Both Giddens and McIntire agree BME will be the No. 1–ranked biomedical engineering program. For Giddens, it just needs a little more time. “It will be very important for the Emory and Tech relationship to grow beyond what it is right now,” he said. Another key, Giddens says, is to continue recruiting extremely capable faculty members and providing adequate space for the growing department—a tenet echoed by McIntire.

“We hope the Coulter Department will continue to grow to approximately 50 faculty over the next 10 years,” McIntire said. “With our leadership in the field of nanomedicine, it would make sense that faculty in the Coulter Department would occupy significant space in the new nanotechnology building.”

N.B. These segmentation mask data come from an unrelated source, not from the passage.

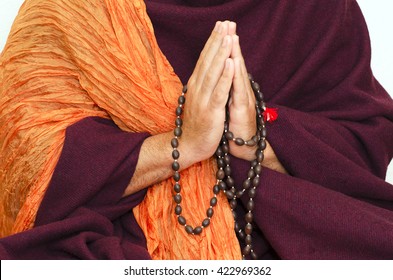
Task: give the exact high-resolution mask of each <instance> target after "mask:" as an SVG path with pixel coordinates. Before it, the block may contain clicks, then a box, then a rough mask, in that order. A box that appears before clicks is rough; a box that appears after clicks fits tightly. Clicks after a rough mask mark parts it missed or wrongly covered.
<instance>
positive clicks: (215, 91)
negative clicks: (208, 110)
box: [209, 58, 235, 118]
mask: <svg viewBox="0 0 393 280" xmlns="http://www.w3.org/2000/svg"><path fill="white" fill-rule="evenodd" d="M234 72H235V69H234V63H233V60H232V59H231V58H227V59H226V60H225V66H224V69H223V71H222V75H221V77H220V78H219V80H218V82H217V85H216V87H215V88H214V91H213V93H212V95H211V97H210V100H209V106H210V107H211V109H212V110H217V109H218V110H222V108H223V107H225V105H226V103H227V101H228V96H229V91H230V89H231V85H232V80H233V75H234ZM223 112H224V111H223ZM222 117H223V118H225V115H223V116H222Z"/></svg>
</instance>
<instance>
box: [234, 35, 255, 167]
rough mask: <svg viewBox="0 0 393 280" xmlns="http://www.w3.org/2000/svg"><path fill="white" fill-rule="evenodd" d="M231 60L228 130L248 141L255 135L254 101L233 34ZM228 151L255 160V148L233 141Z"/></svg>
mask: <svg viewBox="0 0 393 280" xmlns="http://www.w3.org/2000/svg"><path fill="white" fill-rule="evenodd" d="M231 58H232V59H233V62H234V78H233V85H232V90H231V95H230V99H229V103H228V110H229V115H230V119H229V130H230V131H231V132H233V134H234V136H235V137H236V138H237V137H239V138H242V139H244V140H249V139H251V138H252V137H253V136H254V135H256V131H257V129H256V109H255V102H256V101H255V96H254V92H253V90H252V88H251V84H250V80H249V78H248V72H247V69H246V65H245V62H244V58H243V55H242V52H241V48H240V43H239V37H238V36H237V35H235V34H234V35H232V52H231ZM229 149H230V151H231V154H232V155H234V156H236V157H239V158H242V159H245V160H249V161H251V160H253V159H254V158H255V152H256V147H249V146H246V145H243V146H238V145H236V144H235V143H234V142H233V141H229Z"/></svg>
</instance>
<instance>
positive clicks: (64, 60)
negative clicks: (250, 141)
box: [0, 0, 241, 259]
mask: <svg viewBox="0 0 393 280" xmlns="http://www.w3.org/2000/svg"><path fill="white" fill-rule="evenodd" d="M181 88H182V85H181V83H180V81H179V79H178V77H177V76H176V74H175V73H174V72H173V69H172V67H171V66H170V64H169V62H168V61H167V60H166V58H165V57H164V55H163V54H162V53H161V51H160V49H159V47H158V45H157V42H156V40H155V37H154V32H153V28H152V25H151V22H150V19H149V18H148V16H147V13H146V9H145V5H144V3H143V1H140V0H133V1H127V0H84V1H79V0H67V1H66V0H59V1H50V0H27V1H26V2H25V3H24V4H23V6H22V8H21V10H20V12H19V15H18V17H17V18H16V20H15V22H14V25H13V27H12V30H11V33H10V37H9V39H8V42H7V45H6V47H5V49H4V51H3V53H2V55H1V57H0V155H1V158H0V213H1V214H0V236H6V235H9V234H12V233H16V232H20V231H24V230H27V229H29V228H31V227H32V226H33V224H34V219H35V215H36V212H37V209H38V207H39V205H40V202H41V200H42V198H43V195H44V193H45V191H46V188H47V187H48V184H49V181H50V179H51V175H52V173H53V171H54V168H55V166H56V163H57V161H58V158H59V156H60V153H61V149H62V145H63V142H64V137H65V130H66V128H67V127H68V126H70V125H71V124H73V123H75V122H77V121H79V120H81V119H83V118H85V117H88V116H100V117H106V118H111V119H113V120H114V121H115V123H116V124H117V125H118V126H119V127H120V128H121V129H123V130H126V131H130V132H144V131H147V132H150V133H151V134H157V133H162V132H165V131H170V130H172V129H173V126H174V119H175V114H174V110H175V108H176V105H177V98H178V96H179V94H180V92H181ZM162 112H166V113H165V114H162ZM168 145H170V143H168ZM214 169H215V162H214V160H213V159H211V160H208V161H206V162H202V163H199V164H195V165H194V166H192V167H190V168H189V169H187V170H185V171H183V172H182V184H183V189H182V196H183V199H184V200H183V202H182V207H183V211H184V213H185V217H186V218H187V221H189V222H190V224H191V225H194V226H196V225H200V223H201V221H202V220H203V219H204V218H205V216H206V209H207V208H208V207H209V201H210V198H211V196H212V187H213V185H214V183H215V176H214V174H215V172H214ZM172 183H173V182H172V179H168V180H165V181H163V182H161V183H159V184H157V185H155V186H153V187H150V188H149V190H148V193H147V195H146V198H145V200H144V201H143V202H142V203H141V204H140V205H139V206H138V207H136V208H135V209H134V214H135V217H136V219H137V221H138V223H139V225H140V227H141V228H142V230H143V231H144V233H145V236H146V238H147V247H148V251H149V253H150V254H151V256H152V258H153V259H239V258H240V257H241V255H240V249H239V244H238V242H237V239H236V236H235V234H234V230H233V226H234V222H233V218H232V214H231V211H230V208H229V206H228V203H227V201H226V198H225V197H224V196H223V195H220V196H219V203H218V206H217V207H216V208H215V215H214V217H213V219H212V223H211V225H210V226H209V227H208V228H206V229H205V230H204V231H203V233H202V234H201V235H200V236H191V235H188V234H187V233H186V232H185V230H184V227H182V226H180V225H179V224H178V223H177V218H176V216H175V214H174V206H175V205H174V202H173V200H172V196H173V193H172V189H173V187H172Z"/></svg>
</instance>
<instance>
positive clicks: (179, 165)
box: [171, 86, 225, 235]
mask: <svg viewBox="0 0 393 280" xmlns="http://www.w3.org/2000/svg"><path fill="white" fill-rule="evenodd" d="M186 93H187V86H184V87H183V90H182V94H181V96H180V97H179V99H178V107H177V108H176V121H175V124H176V127H175V129H174V131H173V134H174V136H175V137H174V138H173V139H172V141H171V145H172V148H173V151H172V158H173V163H172V170H173V171H174V175H173V180H174V181H175V184H174V187H173V189H174V191H175V193H176V194H175V195H174V196H173V200H174V201H175V203H176V207H175V214H176V215H177V221H178V222H179V224H180V225H182V226H184V228H185V230H186V232H187V233H189V234H193V235H199V234H201V233H202V230H203V229H204V228H205V227H207V226H209V225H210V219H211V218H212V217H213V214H214V210H213V207H214V206H216V205H217V202H218V200H217V194H219V193H220V188H219V186H220V185H222V184H223V181H222V180H223V179H224V176H225V174H223V169H222V168H221V169H219V170H218V171H217V174H216V177H217V183H216V185H215V186H214V187H213V194H214V196H213V197H212V198H211V199H210V207H209V208H208V209H207V210H206V218H205V219H204V220H203V221H202V223H201V225H199V226H196V227H193V226H191V225H189V224H187V220H186V218H185V217H184V216H183V215H182V212H183V209H182V207H181V201H182V196H181V194H180V192H181V185H180V172H179V170H180V164H179V161H178V160H179V157H180V153H179V150H178V149H177V148H178V146H179V137H180V136H181V134H182V129H181V126H182V124H183V121H182V119H181V115H182V113H183V106H184V103H185V101H186V98H185V94H186Z"/></svg>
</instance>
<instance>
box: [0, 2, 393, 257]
mask: <svg viewBox="0 0 393 280" xmlns="http://www.w3.org/2000/svg"><path fill="white" fill-rule="evenodd" d="M146 2H147V8H148V13H149V15H150V16H151V19H152V21H153V25H154V27H155V30H156V36H157V39H158V43H159V45H160V47H161V48H162V50H163V52H164V54H166V55H167V57H168V59H169V61H170V62H171V63H172V65H173V67H174V69H175V71H176V73H177V74H178V75H179V76H180V78H181V79H182V81H183V82H184V83H186V82H187V79H188V77H189V76H190V74H191V72H192V70H193V67H194V65H195V62H196V60H197V58H198V55H199V53H200V51H201V49H202V47H203V45H204V43H205V41H206V39H207V37H208V34H209V33H210V31H211V29H212V27H213V26H214V23H215V21H217V20H225V19H229V20H232V21H235V22H237V25H238V34H239V36H240V42H241V46H242V48H243V54H244V57H245V60H246V64H247V68H248V71H249V72H250V73H252V74H253V76H254V78H255V80H256V81H258V83H259V84H260V85H261V88H262V90H263V92H264V94H265V98H266V100H267V102H268V105H269V106H270V107H278V108H279V118H278V120H277V121H276V122H274V123H273V124H271V125H269V126H268V139H269V141H270V143H271V145H272V146H273V148H274V150H275V152H276V154H277V156H278V158H279V159H280V161H281V162H282V163H283V165H284V166H285V168H286V169H287V170H288V172H289V173H290V175H283V174H280V173H277V172H275V171H272V170H269V169H265V170H264V171H263V174H262V180H261V181H262V182H261V184H260V186H259V188H258V193H257V198H256V209H255V216H256V218H255V219H256V223H257V226H258V230H257V231H256V232H255V233H254V239H256V240H257V248H256V251H257V253H259V255H260V256H261V258H276V257H278V258H283V259H393V186H392V185H390V184H388V183H386V182H385V181H384V177H385V174H386V167H387V165H388V164H389V162H390V160H391V158H392V155H393V144H392V143H393V102H392V99H391V98H390V97H389V95H388V94H387V93H386V92H385V91H384V89H383V88H382V87H381V86H380V85H379V83H378V82H377V81H376V80H375V79H374V77H373V75H372V72H371V69H370V44H369V37H368V32H367V28H366V25H365V22H364V19H363V17H362V14H361V12H360V9H359V7H358V5H357V3H356V2H355V1H349V0H348V1H345V0H324V1H321V0H319V1H317V0H303V1H301V0H293V1H284V0H283V1H273V0H271V1H269V0H268V1H256V0H255V1H251V0H242V1H239V0H232V1H218V0H216V1H180V0H156V1H146ZM192 3H198V5H196V4H195V5H194V4H192ZM97 134H98V135H100V137H102V138H100V139H101V141H96V140H97ZM82 135H83V146H81V145H80V144H78V143H79V142H78V141H79V140H78V139H79V138H80V137H81V136H82ZM117 137H120V139H123V140H122V141H125V142H126V143H128V144H127V145H126V148H124V145H123V148H122V149H119V146H120V145H122V144H121V143H124V142H117V141H119V140H118V138H117ZM144 137H146V135H139V134H129V133H123V132H120V131H119V130H118V129H117V128H116V127H114V126H113V124H110V123H106V122H102V121H100V120H99V119H86V120H85V121H82V122H80V123H77V124H76V125H74V126H73V127H71V128H70V129H69V132H68V134H67V138H66V145H65V148H64V150H63V154H62V156H61V159H60V162H59V164H58V166H57V169H56V171H55V174H54V176H53V180H52V183H51V186H50V188H49V191H48V193H47V195H46V197H45V199H44V202H43V203H42V205H41V208H40V211H39V213H38V218H37V223H36V227H35V228H34V229H32V230H30V231H28V232H25V233H21V234H18V235H15V236H11V237H8V238H4V239H2V240H0V256H1V257H2V258H100V259H101V258H115V259H117V258H138V259H140V258H148V255H147V252H146V249H145V247H144V246H145V240H144V237H143V235H142V234H141V230H140V229H139V227H138V226H137V225H136V224H135V221H134V219H133V216H132V211H131V208H132V207H133V206H134V205H136V204H137V203H139V201H141V199H142V198H143V193H140V194H136V195H134V196H132V197H130V198H127V199H120V197H121V193H122V191H123V190H124V188H125V187H126V185H127V183H128V181H129V179H130V178H131V176H132V174H130V173H129V171H130V170H133V169H134V167H135V164H136V159H137V155H138V153H139V146H140V143H141V141H142V140H143V138H144ZM108 139H109V140H108ZM106 141H113V142H112V143H113V145H111V146H108V145H104V144H103V143H106ZM116 143H119V144H116ZM102 145H104V146H105V149H104V150H105V152H100V153H97V151H101V150H102ZM81 150H87V151H88V153H87V154H85V152H83V153H81ZM113 152H116V153H118V154H117V155H116V156H112V153H113ZM92 156H95V159H94V160H91V161H90V160H86V158H91V157H92ZM103 157H105V159H104V160H102V159H103ZM125 159H126V160H125ZM233 160H234V164H233V166H234V167H233V169H235V170H236V174H235V176H236V180H237V181H238V182H240V181H242V180H243V178H244V177H245V176H246V175H245V174H246V172H247V169H248V163H247V162H244V161H242V160H239V159H233ZM75 161H76V162H78V163H82V164H79V165H78V168H75V166H74V165H75ZM92 162H95V163H96V164H99V162H108V167H107V169H106V170H108V171H111V170H114V169H113V168H116V170H119V173H117V174H112V173H111V172H106V173H105V172H104V174H103V173H102V168H101V166H100V168H91V166H90V165H91V163H92ZM83 163H85V164H83ZM123 164H124V165H123ZM119 166H122V168H119V169H117V167H119ZM97 170H100V174H98V173H97V172H98V171H97ZM86 172H88V174H89V176H84V175H83V174H87V173H86ZM85 185H89V186H91V187H90V188H89V189H88V190H89V191H88V192H87V191H86V188H84V186H85ZM109 194H110V195H109ZM71 197H72V198H71ZM68 198H69V199H68ZM239 211H240V212H241V211H242V209H241V208H240V207H239ZM130 221H131V223H130Z"/></svg>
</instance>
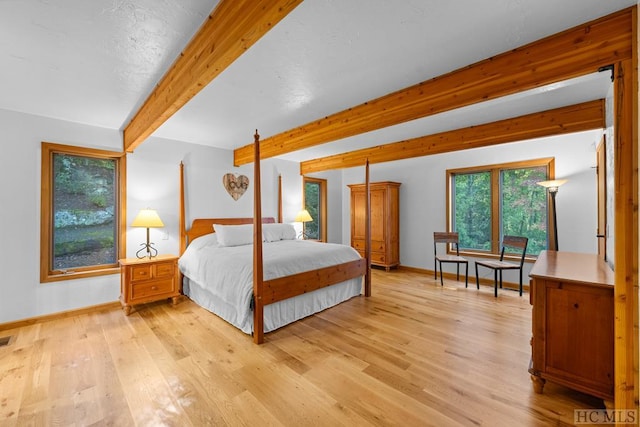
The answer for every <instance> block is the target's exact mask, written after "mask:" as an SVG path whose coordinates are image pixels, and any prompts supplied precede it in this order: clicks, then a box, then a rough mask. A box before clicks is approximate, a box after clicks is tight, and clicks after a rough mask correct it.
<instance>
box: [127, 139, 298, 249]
mask: <svg viewBox="0 0 640 427" xmlns="http://www.w3.org/2000/svg"><path fill="white" fill-rule="evenodd" d="M127 162H128V163H127V169H128V172H127V224H130V223H131V222H132V221H133V218H134V217H135V216H136V214H137V213H138V211H139V210H140V209H143V208H146V207H151V208H153V209H156V210H157V211H158V215H160V218H161V219H162V221H163V223H164V224H165V227H164V228H158V229H151V230H150V237H151V241H152V242H154V243H155V244H156V248H157V249H158V251H159V253H173V254H178V250H179V229H178V218H179V185H180V179H179V174H180V172H179V170H180V166H179V165H180V162H183V163H184V171H185V192H186V197H185V198H186V221H187V227H189V226H190V224H191V221H192V220H193V219H194V218H203V217H204V218H226V217H252V216H253V196H254V193H253V190H254V188H255V186H254V183H255V181H254V179H253V176H254V175H253V164H249V165H243V166H241V167H234V166H233V152H232V151H230V150H221V149H216V148H210V147H205V146H202V145H196V144H188V143H184V142H179V141H171V140H166V139H162V138H155V137H151V138H149V140H147V141H146V142H145V143H144V144H142V145H140V147H138V148H137V149H136V150H135V152H134V153H132V154H129V155H127ZM260 172H261V173H260V175H261V184H262V185H261V188H262V193H261V198H262V216H271V217H274V218H276V219H277V216H278V176H279V175H281V176H282V193H283V202H282V205H283V207H282V210H283V214H282V215H283V222H292V221H293V218H294V217H295V215H296V213H297V212H298V210H300V206H301V200H302V178H301V177H300V175H299V165H298V163H294V162H289V161H284V160H276V159H269V160H264V161H262V162H261V170H260ZM227 173H233V174H235V175H245V176H247V177H248V178H249V188H248V189H247V191H246V192H245V193H244V194H243V195H242V196H241V197H240V198H239V199H238V200H234V199H233V198H232V197H231V196H230V195H229V194H228V193H227V191H226V189H225V188H224V186H223V185H222V177H223V176H224V175H225V174H227ZM145 241H146V229H138V228H132V227H128V228H127V254H128V256H134V255H135V252H136V251H137V250H138V249H139V248H140V244H141V243H142V242H145Z"/></svg>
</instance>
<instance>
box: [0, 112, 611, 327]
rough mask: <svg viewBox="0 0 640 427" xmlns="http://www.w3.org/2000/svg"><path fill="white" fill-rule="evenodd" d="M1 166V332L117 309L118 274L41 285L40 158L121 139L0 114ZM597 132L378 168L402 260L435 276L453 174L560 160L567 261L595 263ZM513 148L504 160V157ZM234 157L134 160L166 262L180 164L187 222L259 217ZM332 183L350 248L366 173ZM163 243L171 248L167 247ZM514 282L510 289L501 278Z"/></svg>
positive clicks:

Beginning at 8:30 a.m. in the Klaus Advanced Computing Building atrium, the day’s events include an introduction from Giddens and Thomas Lawley, dean of the Emory School of Medicine. Roderic Pettigrew, the director of the National Institute of Biomedical Imaging and Engineering, is the keynote speaker. Other speakers throughout the day include Andrew Tsourkas, currently an assistant professor at the University of Pennsylvania and the first graduate of the Tech and Emory BME program.

The program initially started as a $400,000 seed-grant initiative between Tech and Emory in 1987 by former Tech Provost Michael Thomas and current Emory Chancellor Michael Johns. In 1997, the two established an advisory committee of both Tech and Emory faculty to establish a new department.

Researchers and professors hail from various campus disciplines—aerospace and mechanical engineering, computing and physics—and utilize several different spaces across campus, including four buildings with a combined 800,000 square feet on Tech’s campus and a research building on Emory’s campus.

“I came back to Atlanta specifically for [developing] BME,” Giddens said. “Of all the leadership roles I’ve held, the BME partnership is the one I’m proudest of.”

Robert Nesmith in Communications & Marketing contributed to this article.